Pore Compressibility of Reservoir Sandstones from Integrated Laboratory Experiment

Understanding the pore structure and the compressibility changes with formation pressure is crucial for determining reservoir properties. Knowledge of these parameters is essential in optimization of hydrocarbon production. Fluid removal from a reservoir increases the effective stress causing reduction of porosity and permeability, and changes pore compressibility. While pore compressibility, and pore compressibility and porosity relationship have been studied extensively, there is a lack of research done on pore compressibility from Nuclear Magnetic Resonance (NMR) relaxation. The method consists of determining the pore compressibility by looking at the change in porosity values as a function of confining pressure. This method of pore compressibility determination will provide us with static measurement, which is closer to rock properties at reservoir conditions. Using the NMR tool, we can determine the pore compressibility of individual pore structures in the reservoir.;In this study, I investigate pore size distributions and pore compressibilities for Hibernia and Berea sandstone samples. The Hibernia samples exhibit homogeneous mineralogy and wide range of porosities and permeabilities.
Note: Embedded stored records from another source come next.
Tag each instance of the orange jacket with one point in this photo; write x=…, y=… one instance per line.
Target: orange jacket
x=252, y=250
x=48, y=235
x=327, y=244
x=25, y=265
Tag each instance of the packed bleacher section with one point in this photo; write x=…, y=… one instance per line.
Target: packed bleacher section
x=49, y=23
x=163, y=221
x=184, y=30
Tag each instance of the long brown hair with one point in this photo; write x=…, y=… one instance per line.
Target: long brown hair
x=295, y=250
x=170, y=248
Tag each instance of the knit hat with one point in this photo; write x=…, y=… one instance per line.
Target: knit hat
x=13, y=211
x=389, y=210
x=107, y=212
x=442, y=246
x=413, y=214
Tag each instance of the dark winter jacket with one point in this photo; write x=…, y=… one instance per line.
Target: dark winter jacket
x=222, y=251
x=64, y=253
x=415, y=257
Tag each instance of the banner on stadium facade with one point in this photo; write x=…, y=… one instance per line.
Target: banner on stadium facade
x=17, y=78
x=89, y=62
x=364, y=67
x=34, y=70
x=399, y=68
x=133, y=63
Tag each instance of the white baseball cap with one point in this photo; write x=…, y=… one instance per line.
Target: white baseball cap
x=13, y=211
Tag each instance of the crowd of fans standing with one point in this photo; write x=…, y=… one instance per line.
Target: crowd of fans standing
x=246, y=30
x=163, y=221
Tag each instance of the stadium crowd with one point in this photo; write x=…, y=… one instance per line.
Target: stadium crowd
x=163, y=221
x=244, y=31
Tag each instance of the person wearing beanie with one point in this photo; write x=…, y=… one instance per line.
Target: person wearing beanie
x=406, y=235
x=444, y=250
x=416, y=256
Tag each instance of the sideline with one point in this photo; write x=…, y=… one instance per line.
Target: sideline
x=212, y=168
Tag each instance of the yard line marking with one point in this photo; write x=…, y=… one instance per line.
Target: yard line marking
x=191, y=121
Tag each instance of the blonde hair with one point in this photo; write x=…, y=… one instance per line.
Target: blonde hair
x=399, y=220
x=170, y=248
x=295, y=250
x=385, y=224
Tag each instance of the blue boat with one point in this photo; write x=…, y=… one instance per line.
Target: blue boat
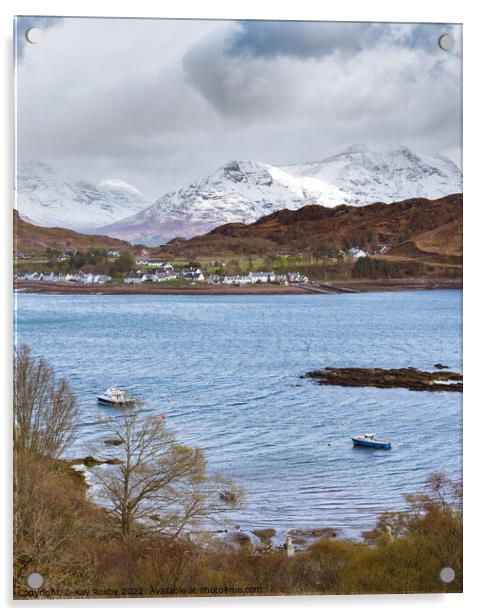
x=369, y=440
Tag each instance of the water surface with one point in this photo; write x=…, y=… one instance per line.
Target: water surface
x=225, y=370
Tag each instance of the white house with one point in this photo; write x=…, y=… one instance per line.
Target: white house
x=193, y=274
x=261, y=276
x=133, y=278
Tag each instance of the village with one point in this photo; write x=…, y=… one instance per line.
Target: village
x=164, y=272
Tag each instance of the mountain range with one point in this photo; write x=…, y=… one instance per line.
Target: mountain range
x=47, y=197
x=412, y=228
x=239, y=191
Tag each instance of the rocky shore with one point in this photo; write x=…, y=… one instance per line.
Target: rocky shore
x=360, y=286
x=408, y=378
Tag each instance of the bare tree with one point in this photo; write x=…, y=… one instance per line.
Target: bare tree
x=160, y=486
x=44, y=409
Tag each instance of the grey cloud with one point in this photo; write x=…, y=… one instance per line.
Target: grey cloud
x=24, y=22
x=172, y=102
x=300, y=39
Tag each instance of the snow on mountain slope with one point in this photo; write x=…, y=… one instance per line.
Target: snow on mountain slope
x=395, y=173
x=245, y=190
x=46, y=197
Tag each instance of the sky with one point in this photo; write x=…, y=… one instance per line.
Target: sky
x=161, y=103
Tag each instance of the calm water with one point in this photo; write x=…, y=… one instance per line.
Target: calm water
x=225, y=371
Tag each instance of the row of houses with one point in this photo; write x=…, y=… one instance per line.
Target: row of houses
x=164, y=265
x=164, y=275
x=80, y=277
x=254, y=277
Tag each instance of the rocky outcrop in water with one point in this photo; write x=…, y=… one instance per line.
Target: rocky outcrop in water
x=408, y=378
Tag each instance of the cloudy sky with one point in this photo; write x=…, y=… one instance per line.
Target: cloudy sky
x=158, y=103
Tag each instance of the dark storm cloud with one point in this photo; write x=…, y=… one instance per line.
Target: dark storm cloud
x=160, y=103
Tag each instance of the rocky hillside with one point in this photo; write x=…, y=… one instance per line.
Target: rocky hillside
x=244, y=191
x=431, y=227
x=32, y=238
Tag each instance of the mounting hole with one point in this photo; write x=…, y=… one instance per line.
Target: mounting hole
x=33, y=35
x=34, y=581
x=446, y=42
x=447, y=575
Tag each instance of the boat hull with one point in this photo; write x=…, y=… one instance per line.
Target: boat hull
x=373, y=444
x=107, y=402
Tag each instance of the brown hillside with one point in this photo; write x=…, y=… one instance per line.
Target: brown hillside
x=31, y=238
x=433, y=226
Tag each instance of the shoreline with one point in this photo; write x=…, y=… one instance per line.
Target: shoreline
x=329, y=288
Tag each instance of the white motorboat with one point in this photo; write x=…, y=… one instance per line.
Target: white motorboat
x=115, y=397
x=369, y=440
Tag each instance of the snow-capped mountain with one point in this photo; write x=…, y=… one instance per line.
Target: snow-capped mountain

I present pore compressibility values, determined from NMR and spectral induced polarization (SIP) pore size distribution, as well as pore compressibilities, calculated from helium porosimetry (CMS-300), and ultrasonic velocity measurements. SIP and CMS-300 data were used to validate the NMR pore compressibility calculation. The pore compressibility from these three measurements are in good agreement. The compressibilities calculated from NMR, SIP and CMS-300 are static data. Ultrasonic velocity measurements were conducted to determine the dynamic pore compressibility. A correlation between static and dynamic pore compressibility was established. Static measurement exhibits higher pore compressibility compared to the dynamic data. This correlation is usable to convert the dynamic acquired data into static data, especially for this formation. This acquired correlation can be used in geomechanical modeling of the reservoir behavior.